I know this is "secret" but I would like to know.  Because I filled out the info and I am really hoping I didnt do a really stupid move!

Thank you!


----------



## ScottW (Jan 25, 2006)

Looks real to me.


----------



## Slutty Bear (Jan 25, 2006)

Should I call up apple tomorrow and ask them about it?


----------



## g/re/p (Jan 25, 2006)

https://appleseed.apple.com:443/cgi-bin/WebObjects/SeedPortal.woa/wa/toLoginPage


----------



## Slutty Bear (Jan 25, 2006)

yeah that is the link I got.  So are you saying it is okay?


----------



## symphonix (Jan 26, 2006)

Looks like they're not taking sign-ups at the moment anyway.
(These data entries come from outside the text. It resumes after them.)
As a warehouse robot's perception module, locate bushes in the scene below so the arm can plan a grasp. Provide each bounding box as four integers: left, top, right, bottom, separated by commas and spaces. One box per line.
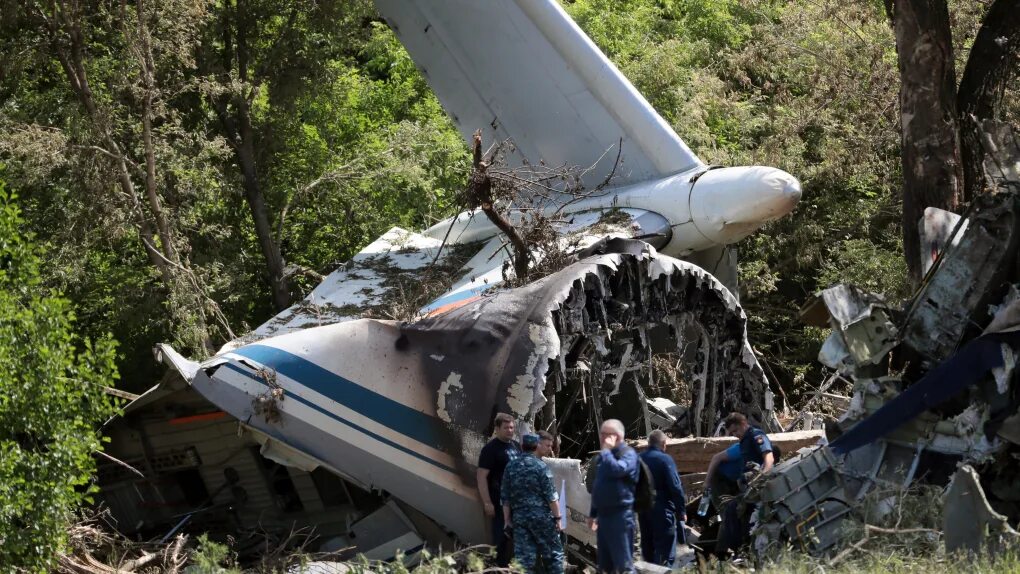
0, 181, 116, 572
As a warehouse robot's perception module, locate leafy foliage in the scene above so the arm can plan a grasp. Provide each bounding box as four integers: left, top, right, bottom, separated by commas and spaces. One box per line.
0, 182, 116, 572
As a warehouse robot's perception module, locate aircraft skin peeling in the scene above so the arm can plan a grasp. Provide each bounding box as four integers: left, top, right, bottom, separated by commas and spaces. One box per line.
432, 371, 464, 422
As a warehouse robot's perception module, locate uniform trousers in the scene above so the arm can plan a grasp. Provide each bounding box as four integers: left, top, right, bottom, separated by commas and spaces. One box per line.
595, 506, 634, 574
638, 505, 676, 568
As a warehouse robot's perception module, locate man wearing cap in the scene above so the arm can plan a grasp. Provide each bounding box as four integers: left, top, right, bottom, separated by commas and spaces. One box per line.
638, 430, 687, 568
500, 434, 564, 574
534, 430, 556, 459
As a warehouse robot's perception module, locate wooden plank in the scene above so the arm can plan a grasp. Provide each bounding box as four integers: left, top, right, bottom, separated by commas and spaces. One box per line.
633, 430, 825, 474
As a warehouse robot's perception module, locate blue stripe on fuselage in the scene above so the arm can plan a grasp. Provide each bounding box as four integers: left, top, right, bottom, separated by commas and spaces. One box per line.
223, 363, 454, 472
421, 283, 491, 313
234, 345, 445, 451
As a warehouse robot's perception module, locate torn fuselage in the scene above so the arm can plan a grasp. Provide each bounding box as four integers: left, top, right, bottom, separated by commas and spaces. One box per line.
161, 242, 776, 542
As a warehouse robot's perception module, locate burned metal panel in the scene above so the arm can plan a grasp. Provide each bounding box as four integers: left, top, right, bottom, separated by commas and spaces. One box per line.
903, 194, 1020, 364
801, 283, 899, 374
752, 447, 852, 554
159, 242, 774, 542
225, 227, 481, 348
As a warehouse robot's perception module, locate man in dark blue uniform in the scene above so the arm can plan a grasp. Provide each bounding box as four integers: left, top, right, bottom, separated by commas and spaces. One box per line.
588, 419, 640, 573
638, 430, 687, 568
705, 413, 775, 555
475, 413, 520, 568
500, 434, 563, 574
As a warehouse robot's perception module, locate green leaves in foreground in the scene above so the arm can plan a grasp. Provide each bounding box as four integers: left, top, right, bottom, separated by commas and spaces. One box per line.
0, 182, 116, 572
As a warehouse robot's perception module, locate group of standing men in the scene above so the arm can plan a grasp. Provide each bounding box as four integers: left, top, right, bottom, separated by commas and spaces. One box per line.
477, 413, 774, 574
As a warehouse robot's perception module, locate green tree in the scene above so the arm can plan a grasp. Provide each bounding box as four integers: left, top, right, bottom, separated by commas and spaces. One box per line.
0, 181, 117, 572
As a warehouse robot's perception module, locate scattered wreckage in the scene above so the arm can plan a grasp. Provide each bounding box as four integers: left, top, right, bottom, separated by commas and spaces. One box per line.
97, 0, 801, 566
749, 123, 1020, 554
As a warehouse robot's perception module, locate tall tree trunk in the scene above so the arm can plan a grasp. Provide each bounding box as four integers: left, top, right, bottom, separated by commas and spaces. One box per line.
891, 0, 963, 283
235, 102, 291, 311
957, 0, 1020, 201
214, 0, 291, 311
40, 2, 215, 353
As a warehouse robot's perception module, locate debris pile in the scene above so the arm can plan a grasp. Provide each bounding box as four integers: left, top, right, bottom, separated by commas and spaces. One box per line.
750, 123, 1020, 554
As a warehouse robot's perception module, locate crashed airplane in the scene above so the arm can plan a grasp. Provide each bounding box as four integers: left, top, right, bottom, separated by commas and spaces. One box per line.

> We are currently not seeking new participants for the Apple Software Customer Seeding program.


----------



## ksv (Jan 26, 2006)

«Slutty Bear», did you receive an invitation because you bought an Intel based Mac? Do you have a link to the page which you signed up from?

I'm an AppleSeed member and can confirm the legitimacy of the site


----------



## sinclair_tm (Jan 28, 2006)

well if you say you are a member, or are you really one of the ones stealing identities?  no really, if you are a member, then cool.  i'm just not buying it because there is no link, or info that can be found on apple's site.  i even searched it, and no info.  which leads me to think its a scam.  but if more people can say they are members, then cool, where can i sign up?


----------



## ex2bot (Jan 29, 2006)

I've heard of this. 

Slutty Bear: I take it you got an Intel iMac? Perhaps Apple wants to use you as a beta tester. 

Doug


----------



## fryke (Jan 29, 2006)

A scam on apple.com? Yeah, right.  ... Really: AppleSeed is Apple's seeding program besides "normal" ADC packages.


----------



## texanpenguin (Jan 29, 2006)

sinclair_tm said:
			
		

> well if you say you are a member, or are you really one of the ones stealing identities?  no really, if you are a member, then cool.  i'm just not buying it because there is no link, or info that can be found on apple's site.  i even searched it, and no info.  which leads me to think its a scam.  but if more people can say they are members, then cool, where can i sign up?



If you, personally, type "appleseed.apple.com" in the location bar of Safari and press return, it's not possible that it's an IDN spoof (used by phishers).

It's a real site run by the real Apple. However they don't want new participants at the moment (according to the site).


----------